O jornalista Pedro Barreto Pereira, autor de 'Notícias da pacificação'Divulgação

O jornalista Pedro Barreto Pereira, doutor em Comunicação e Cultura pela UFRJ, é o autor de "Notícias da pacificação: outro olhar possível sobre uma realidade em conflito", já disponível nas livrarias. A obra versa sobre a política das Unidades de Polícia Pacificadora, analisando como o assunto foi tratado pela imprensa, em reportagens publicadas entre 2008 e 2016. Em entrevista a O DIA, ele reflete sobre o conteúdo de sua pesquisa: "Quase 80% das vítimas de homicídio são negras, o que transparece um legado. A população negra e pobre também tem que ser contemplada pelas políticas públicas de segurança".
O DIA: Por que analisar a política das UPPs pelo prisma das reportagens sobre o assunto?
PEDRO PEREIRA: Como pesquisador de Comunicação, entendo que o discurso é muito importante na implementação de políticas públicas, principalmente nas relativas à segurança. Quando um veículo legitima e publica textualmente que as UPPs estavam dando certo — até porque, de fato, os confrontos entre policiais e varejistas de drogas foram reduzidos no começo — isso causa um impacto positivo no público. No entanto, essas matérias poucas vezes mostravam os efeitos negativos. Isso só passou a aparecer depois de 2013, com a revelação do caso do pedreiro Amarildo, do dançarino DG e do menino Eduardo, todos eles mortos por agentes do Estado. Foi só então que os moradores foram estimulados a denunciar os abusos.
O que revela a análise de quem são as falas nas reportagens?
Revela que grande parte das reportagens ouvia exclusivamente fontes estatais: policiais, juízes, delegados, governadores. Em cerca de 40% do material analisado não havia o contraponto necessário para o bom jornalismo. Mesmo quando as fontes ouvidas não são ligadas ao Estado, costumava-se legitimar o discurso estatal. Por exemplo, se a reportagem entrevista a mãe de uma pessoa morta pela polícia e ela fala: "o meu filho não era traficante", ainda que esse discurso esteja tentando inocentar aquela vítima, também está legitimando o uso da força. Ou seja, se fosse traficante, o assassinato seria justificável.
No seu livro, o senhor fala em "medo branco". O que é isso?
A expressão é da pesquisadora Vera Malagutti Batista, da Uerj, com foco em psicologia social. A violência do Estado brasileiro tem origem colonial, pelo medo de o poder deixar de ser exercido por brancos. Apesar da maioria ser negra, é extremamente cordial por ter sido oprimida pelo Estado. Serão mortas ou presas em caso de revolta.
Na sua opinião, qual foi o maior pecado do projeto das UPPs?

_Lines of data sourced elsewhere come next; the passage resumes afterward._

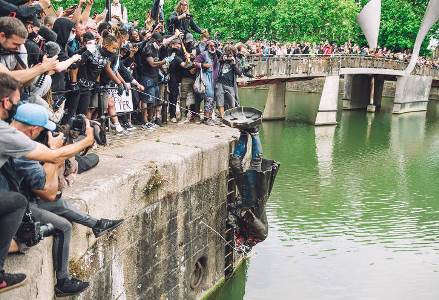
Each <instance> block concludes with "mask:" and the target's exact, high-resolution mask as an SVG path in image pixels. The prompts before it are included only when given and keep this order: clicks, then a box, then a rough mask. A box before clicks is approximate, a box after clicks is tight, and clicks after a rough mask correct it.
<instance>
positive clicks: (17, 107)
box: [6, 102, 19, 123]
mask: <svg viewBox="0 0 439 300" xmlns="http://www.w3.org/2000/svg"><path fill="white" fill-rule="evenodd" d="M11 103H12V102H11ZM18 105H19V104H12V107H11V109H10V110H8V118H7V119H6V122H7V123H11V122H12V120H13V119H14V117H15V114H16V113H17V108H18Z"/></svg>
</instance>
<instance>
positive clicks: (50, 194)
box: [32, 163, 60, 201]
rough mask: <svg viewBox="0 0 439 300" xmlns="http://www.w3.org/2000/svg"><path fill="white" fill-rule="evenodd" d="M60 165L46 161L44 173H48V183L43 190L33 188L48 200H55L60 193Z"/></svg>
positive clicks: (44, 199)
mask: <svg viewBox="0 0 439 300" xmlns="http://www.w3.org/2000/svg"><path fill="white" fill-rule="evenodd" d="M59 166H60V165H58V164H52V163H45V164H44V166H43V168H44V173H46V184H45V185H44V189H42V190H32V192H34V193H35V195H37V196H38V197H40V198H41V199H43V200H46V201H55V200H56V195H57V193H58V188H59V182H58V168H59Z"/></svg>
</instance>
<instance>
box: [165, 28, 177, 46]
mask: <svg viewBox="0 0 439 300" xmlns="http://www.w3.org/2000/svg"><path fill="white" fill-rule="evenodd" d="M180 33H181V32H180V30H178V29H176V30H175V33H174V35H172V36H170V37H168V38H165V39H163V45H164V46H167V45H169V43H170V42H172V41H173V40H175V39H176V38H178V37H179V36H180Z"/></svg>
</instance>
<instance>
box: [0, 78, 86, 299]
mask: <svg viewBox="0 0 439 300" xmlns="http://www.w3.org/2000/svg"><path fill="white" fill-rule="evenodd" d="M20 88H21V85H20V83H19V82H18V81H17V80H15V79H14V78H13V77H11V76H10V75H7V74H0V167H3V165H4V164H5V163H6V162H7V161H8V159H10V158H17V157H26V158H28V159H31V160H36V161H45V162H51V163H60V162H64V160H65V159H67V158H69V157H72V156H74V155H75V154H76V153H79V152H80V151H82V150H83V149H85V148H87V147H89V146H91V145H93V143H94V137H93V135H94V133H93V129H92V128H91V127H90V124H89V123H88V122H87V129H86V131H87V132H86V138H84V139H83V140H81V141H79V142H77V143H75V144H72V145H68V146H64V147H61V148H58V149H56V150H52V149H50V148H48V147H46V146H44V145H42V144H39V143H36V142H34V141H32V140H31V139H29V138H28V137H27V136H26V135H24V134H23V133H21V132H19V131H18V130H16V129H15V128H12V127H10V126H9V125H8V124H7V123H6V122H4V121H3V120H7V119H12V118H13V117H14V115H15V112H16V110H17V106H18V102H19V100H20V92H19V89H20ZM48 141H49V145H50V146H51V147H52V146H55V145H59V143H60V142H61V143H62V141H63V135H60V136H59V137H57V138H53V137H52V135H51V134H49V135H48ZM3 182H5V180H3ZM6 183H7V181H6ZM0 199H1V201H0V293H1V292H3V291H6V290H9V289H11V288H14V287H17V286H19V285H20V284H22V283H23V282H24V280H25V278H26V276H25V275H24V274H10V273H5V271H4V269H3V267H4V261H5V258H6V256H7V253H8V249H9V246H10V244H11V241H12V238H13V236H14V235H15V233H16V232H17V229H18V227H19V225H20V223H21V221H22V218H23V214H24V211H25V208H26V199H25V198H24V197H23V196H21V195H20V194H19V193H17V192H0Z"/></svg>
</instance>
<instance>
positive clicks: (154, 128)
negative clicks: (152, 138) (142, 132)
mask: <svg viewBox="0 0 439 300" xmlns="http://www.w3.org/2000/svg"><path fill="white" fill-rule="evenodd" d="M142 129H145V130H151V131H153V130H155V126H154V124H152V123H150V122H146V123H145V124H143V125H142Z"/></svg>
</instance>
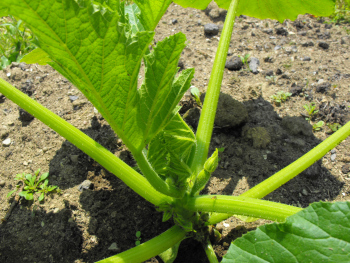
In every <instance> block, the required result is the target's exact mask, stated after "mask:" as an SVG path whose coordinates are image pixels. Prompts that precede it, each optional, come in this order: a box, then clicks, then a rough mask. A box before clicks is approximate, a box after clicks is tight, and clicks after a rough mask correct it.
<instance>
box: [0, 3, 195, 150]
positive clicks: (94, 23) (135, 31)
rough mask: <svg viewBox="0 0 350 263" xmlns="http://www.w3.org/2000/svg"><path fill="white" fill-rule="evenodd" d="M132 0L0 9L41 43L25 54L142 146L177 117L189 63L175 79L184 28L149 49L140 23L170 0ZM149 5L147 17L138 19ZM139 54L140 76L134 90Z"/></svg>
mask: <svg viewBox="0 0 350 263" xmlns="http://www.w3.org/2000/svg"><path fill="white" fill-rule="evenodd" d="M135 2H139V3H143V4H144V5H140V6H141V7H140V9H139V8H138V7H137V6H136V5H135V4H133V5H131V6H124V3H120V2H119V1H118V0H109V1H107V0H100V1H91V0H46V1H40V0H1V2H0V9H8V10H9V13H10V14H12V15H14V16H15V17H18V18H20V19H22V20H23V21H24V22H25V23H26V24H27V25H28V26H29V27H30V28H31V30H32V31H33V33H34V34H35V35H36V36H37V38H38V45H39V47H40V49H37V50H36V51H34V52H33V53H32V54H29V55H28V56H27V57H26V58H25V59H24V61H27V62H32V63H34V62H39V63H40V64H45V63H48V64H50V65H51V66H52V67H53V68H55V69H56V70H57V71H59V72H60V73H61V74H62V75H63V76H64V77H66V78H67V79H68V80H69V81H71V82H72V83H73V84H74V85H75V86H76V87H77V88H78V89H80V90H81V91H82V92H83V94H84V95H85V96H86V97H87V98H88V99H89V100H90V101H91V102H92V104H93V105H94V106H95V107H96V108H97V110H98V111H99V112H100V113H101V114H102V115H103V116H104V118H105V119H106V120H107V121H108V123H109V124H110V125H111V127H112V128H113V130H114V131H115V132H116V133H117V134H118V136H119V137H121V138H122V140H123V141H124V143H125V144H126V145H127V147H128V148H129V149H130V150H131V151H132V152H137V151H139V152H140V151H141V150H142V149H143V147H145V145H146V144H147V143H148V142H150V141H151V140H152V139H153V138H154V137H155V136H156V134H157V133H158V132H159V131H160V130H162V129H163V128H164V127H165V126H166V125H167V124H168V122H170V121H171V119H172V118H173V117H174V116H175V114H176V112H177V110H176V105H177V103H178V102H179V100H180V99H181V97H182V95H183V93H184V92H185V91H186V90H187V89H188V88H189V86H188V85H187V83H188V81H190V79H192V77H193V70H192V75H191V76H190V77H189V78H188V79H185V78H183V77H181V78H178V79H180V80H181V81H182V82H181V83H180V84H179V83H177V82H176V81H178V79H176V78H175V75H176V73H177V71H178V68H177V63H178V60H179V58H180V55H181V52H182V50H183V48H184V46H185V41H186V37H185V35H184V34H182V33H178V34H176V35H174V36H170V37H168V38H167V39H165V40H164V41H160V42H158V45H157V46H156V47H155V48H154V50H153V51H152V52H151V53H150V52H149V45H150V43H151V42H152V40H153V36H154V32H151V31H144V30H145V29H146V30H149V29H150V28H152V27H153V28H154V27H155V25H156V24H154V23H158V21H159V20H157V19H158V18H159V19H160V17H161V16H162V15H163V14H164V12H165V11H166V8H167V7H168V5H169V3H170V1H168V0H166V1H160V0H159V1H152V2H151V1H135ZM150 8H153V11H152V16H151V17H150V18H152V20H147V23H148V24H143V22H144V21H145V17H146V16H147V17H148V16H149V15H150V14H148V13H146V12H145V10H146V11H147V10H148V9H150ZM140 10H141V11H140ZM158 16H160V17H158ZM148 53H149V54H148ZM145 54H148V55H147V56H146V57H145ZM143 59H145V64H146V69H145V72H146V77H145V83H144V85H143V86H142V87H141V88H140V89H139V90H138V88H137V84H138V79H139V75H138V74H139V70H140V66H141V61H142V60H143Z"/></svg>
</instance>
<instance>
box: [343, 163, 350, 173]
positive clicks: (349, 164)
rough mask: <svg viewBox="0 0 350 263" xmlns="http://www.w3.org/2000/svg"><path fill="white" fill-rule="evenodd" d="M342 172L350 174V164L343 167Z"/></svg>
mask: <svg viewBox="0 0 350 263" xmlns="http://www.w3.org/2000/svg"><path fill="white" fill-rule="evenodd" d="M341 171H342V173H343V174H347V173H350V163H347V164H345V165H343V166H342V168H341Z"/></svg>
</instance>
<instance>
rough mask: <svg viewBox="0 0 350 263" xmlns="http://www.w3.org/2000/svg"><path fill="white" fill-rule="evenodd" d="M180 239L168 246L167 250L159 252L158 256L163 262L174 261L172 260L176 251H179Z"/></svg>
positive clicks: (170, 262)
mask: <svg viewBox="0 0 350 263" xmlns="http://www.w3.org/2000/svg"><path fill="white" fill-rule="evenodd" d="M181 241H182V240H181ZM181 241H180V242H178V243H176V245H175V246H173V247H171V248H168V249H167V250H165V251H164V252H162V253H160V254H159V257H160V258H161V259H162V260H163V262H164V263H173V262H174V260H175V259H176V257H177V253H178V251H179V247H180V244H181Z"/></svg>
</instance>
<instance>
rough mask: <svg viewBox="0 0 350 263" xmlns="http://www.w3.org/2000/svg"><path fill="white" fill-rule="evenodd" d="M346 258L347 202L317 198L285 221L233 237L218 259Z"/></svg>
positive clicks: (282, 258)
mask: <svg viewBox="0 0 350 263" xmlns="http://www.w3.org/2000/svg"><path fill="white" fill-rule="evenodd" d="M349 259H350V202H337V203H324V202H319V203H313V204H312V205H310V206H309V207H307V208H306V209H304V210H302V211H300V212H299V213H297V214H295V215H293V216H290V217H288V218H287V220H286V222H285V223H282V224H276V223H274V224H271V225H264V226H261V227H259V228H258V229H257V230H255V231H252V232H249V233H248V234H246V235H244V236H243V237H241V238H239V239H237V240H235V241H234V242H233V243H231V246H230V248H229V250H228V252H227V254H226V255H225V256H224V258H223V260H222V263H232V262H237V263H238V262H240V263H241V262H274V263H275V262H283V263H289V262H291V263H292V262H293V263H294V262H298V263H300V262H305V263H307V262H308V263H309V262H314V263H318V262H334V263H341V262H343V263H345V262H349Z"/></svg>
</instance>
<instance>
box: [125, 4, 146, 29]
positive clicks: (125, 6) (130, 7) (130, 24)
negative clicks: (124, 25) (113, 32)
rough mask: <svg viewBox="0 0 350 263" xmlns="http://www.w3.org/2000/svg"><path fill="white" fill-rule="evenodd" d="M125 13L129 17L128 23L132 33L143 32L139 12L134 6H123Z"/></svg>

Considerar que o uso da força deve ser central para resolver o crime e a violência no Rio de Janeiro, e até no país. Não é possível pensar na elaboração de políticas públicas de segurança — um direito, garantido pela Constituição — sem observar o nosso passado escravocrata. Quase 80% das vítimas de homicídio são negras, o que transparece um legado. A população negra e pobre também tem que ser contemplada por essas políticas. Atualmente, há apenas contenção por meio do encarceramento em massa e dos homicídios.
Como o senhor vê o novo projeto de segurança, o Cidade Integrada?
As UPPs já previam a suposta integração da favela com asfalto, não é novidade. Mas que integração é essa? Será que os moradores das favelas concordam com esse modelo? A classe média vai se divertir no baile funk. E o lugar do morador da comunidade, é o mesmo? Ou é um lugar subalterno? Vale lembrar que, depois da "pacificação", as favelas da Zona Sul foram inflacionadas: moradores desempregados precisaram recorrer a trabalhos precarizados. E o que acontece quando isso não é suficiente? Surge um estímulo à ilegalidade.
O que é preciso para efetivamente integrar a cidade?
Para começar a pensar, precisamos primeiro ouvir a população marginalizada. Só colocar a polícia na favela não vai resolver. Temos problemas históricos profundos, lidamos com racismo estrutural e injustiça social. Estamos vendo o crescimento da fome e da população em situação de rua. São esses os fatores que aumentam a violência nas grandes cidades, e isso não vai ser resolvido rapidamente.